Type 2 diabetes is characterized by a combination of insulin resistance, dyslipidemia, and increased blood pressure. In this study, we evaluated the clinical efficacy of pioglitazone in the treatment of diabetic patients with hypertension undergoing hemodialysis (HD). An open-label, randomized study was performed using 40 subjects assigned to two groups: one group (pioglitazone group) was administered an add-on pioglitazone therapy (fixed dose, 30 mg) plus conventional oral antidiabetic agents, and the other group (control group) was administered conventional oral agents alone. The treatment efficacy was determined by monitoring the glycemic control and insulin resistance, which were assessed based on the homeostasis model assessment for insulin resistance (HOMA-IR). The safety of and tolerance to the drug were determined by monitoring clinical and laboratory parameters. Pioglitazone was effective in reducing the plasma glucose and hemoglobin A1c levels from the baseline values, beginning at 4 weeks of treatment.

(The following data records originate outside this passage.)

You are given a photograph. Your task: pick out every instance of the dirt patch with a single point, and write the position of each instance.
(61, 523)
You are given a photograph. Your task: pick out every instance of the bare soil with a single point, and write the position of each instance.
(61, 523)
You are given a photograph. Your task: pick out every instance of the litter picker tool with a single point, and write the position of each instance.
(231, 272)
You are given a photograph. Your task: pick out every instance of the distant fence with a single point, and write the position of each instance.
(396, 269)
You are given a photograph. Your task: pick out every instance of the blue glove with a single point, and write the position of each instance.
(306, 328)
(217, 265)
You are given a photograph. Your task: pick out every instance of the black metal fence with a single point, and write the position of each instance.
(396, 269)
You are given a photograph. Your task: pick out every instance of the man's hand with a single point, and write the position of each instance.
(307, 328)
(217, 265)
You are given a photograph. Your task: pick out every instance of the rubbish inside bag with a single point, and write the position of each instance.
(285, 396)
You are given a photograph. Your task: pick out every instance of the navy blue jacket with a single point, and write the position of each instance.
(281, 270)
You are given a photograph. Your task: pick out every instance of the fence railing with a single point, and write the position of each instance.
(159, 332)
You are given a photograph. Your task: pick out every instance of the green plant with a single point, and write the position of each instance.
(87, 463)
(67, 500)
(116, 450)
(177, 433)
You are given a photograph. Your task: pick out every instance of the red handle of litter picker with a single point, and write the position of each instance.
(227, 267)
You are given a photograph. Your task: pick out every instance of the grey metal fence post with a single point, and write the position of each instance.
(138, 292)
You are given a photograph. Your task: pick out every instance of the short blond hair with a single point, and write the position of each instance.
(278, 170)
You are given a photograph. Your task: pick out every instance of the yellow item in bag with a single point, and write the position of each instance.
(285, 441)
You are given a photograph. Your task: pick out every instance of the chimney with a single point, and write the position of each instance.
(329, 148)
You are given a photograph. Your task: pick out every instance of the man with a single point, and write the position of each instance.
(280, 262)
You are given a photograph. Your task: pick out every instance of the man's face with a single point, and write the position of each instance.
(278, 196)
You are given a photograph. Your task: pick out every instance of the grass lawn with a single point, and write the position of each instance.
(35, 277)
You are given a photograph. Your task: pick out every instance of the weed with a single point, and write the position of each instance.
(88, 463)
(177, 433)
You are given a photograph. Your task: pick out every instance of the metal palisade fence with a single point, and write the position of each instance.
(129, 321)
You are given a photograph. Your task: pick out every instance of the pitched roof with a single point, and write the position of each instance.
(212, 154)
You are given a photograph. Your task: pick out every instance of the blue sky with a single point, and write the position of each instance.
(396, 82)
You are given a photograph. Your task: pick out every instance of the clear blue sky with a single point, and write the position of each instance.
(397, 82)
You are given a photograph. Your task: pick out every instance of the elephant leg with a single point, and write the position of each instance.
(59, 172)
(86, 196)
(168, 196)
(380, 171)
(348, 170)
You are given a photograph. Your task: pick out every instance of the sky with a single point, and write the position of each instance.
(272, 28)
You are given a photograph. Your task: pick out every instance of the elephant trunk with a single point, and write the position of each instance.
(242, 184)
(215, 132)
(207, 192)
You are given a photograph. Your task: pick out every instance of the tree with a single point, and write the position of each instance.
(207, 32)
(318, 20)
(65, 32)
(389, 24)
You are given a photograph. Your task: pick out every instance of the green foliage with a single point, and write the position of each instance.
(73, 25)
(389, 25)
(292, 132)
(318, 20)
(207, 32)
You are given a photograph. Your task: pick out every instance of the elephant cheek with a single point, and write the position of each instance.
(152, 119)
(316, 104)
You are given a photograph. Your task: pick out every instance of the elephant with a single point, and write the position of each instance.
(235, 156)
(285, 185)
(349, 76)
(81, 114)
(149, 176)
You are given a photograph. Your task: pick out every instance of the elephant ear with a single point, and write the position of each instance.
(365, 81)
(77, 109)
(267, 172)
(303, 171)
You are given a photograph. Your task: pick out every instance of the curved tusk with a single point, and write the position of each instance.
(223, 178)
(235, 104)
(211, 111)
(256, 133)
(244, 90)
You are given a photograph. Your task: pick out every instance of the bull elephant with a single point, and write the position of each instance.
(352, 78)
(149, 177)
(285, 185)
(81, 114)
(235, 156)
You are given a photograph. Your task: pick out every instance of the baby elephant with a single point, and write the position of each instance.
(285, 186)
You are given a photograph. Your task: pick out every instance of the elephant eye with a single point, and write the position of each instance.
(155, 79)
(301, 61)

It was also effective in reducing the triglyceride levels. The HOMA-IR decreased significantly in the pioglitazone group, and this decrease was maintained until the last measurement, which was at 24 weeks. The systolic and diastolic blood pressure values were statistically lower in the pioglitazone group than in the control group. No serious adverse effects were observed in any of the patients. Pioglitazone is safe and effective for the treatment of Type 2-diabetic patients undergoing HD therapy. A daily dose of 30 mg pioglitazone is sufficient for treating HD patients, regardless of whether or not they are obese. Furthermore, pioglitazone reduced the systolic and diastolic blood pressure in our patients, and this effect requires further investigation.